If you write this code:

People p = new People();
List<String> names = p.getNicknames(); // returns the JSONList implementation
Collections.sort(names);

it works properly on JDK7, but it gets broken on JDK8. The code needs to compile on JDK7, so no DefaultMethods (introduced in JDK8) are called. In spite of that the code behaves differently on JDK8 and the notification change isn't delivered!

The problem is that the static sort method in Collections does the sorting by itself in JDK7, but in JDK8 it delegates to List.sort:

public static <T extends Comparable<? super T>> void sort(List<T> list) {
    list.sort(null);
}

In addition to that there is an optimized implementation of sort in ArrayList that bypasses all existing (at time of JDK7) methods and sorts directly the internal array:

@Override
@SuppressWarnings("unchecked")
public void sort(Comparator<? super E> c) {
    final int expectedModCount = modCount;
    Arrays.sort((E[]) elementData, 0, size, c);
    if (modCount != expectedModCount) {
        throw new ConcurrentModificationException();
    }
    modCount++;
}

as such the JSONList can be sorted without notifying about changes. None of the methods known in JDK7 is called and yet the content of the array is altered.
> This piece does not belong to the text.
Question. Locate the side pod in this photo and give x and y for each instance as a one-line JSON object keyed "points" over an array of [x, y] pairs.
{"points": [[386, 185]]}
This is a similar problem as the one with delegation and adding new methods into existing types as discussed in Chapter 8 of TheAPIBook.

Beware of DefaultMethods

The solution is to overwrite the sort method, but this is the kind of problems we can expect with DefaultMethods - interface no longer represents a snapshot of a protocol at a time, it evolves (which is what we wanted), but also with all the (sometimes unwanted) consequences.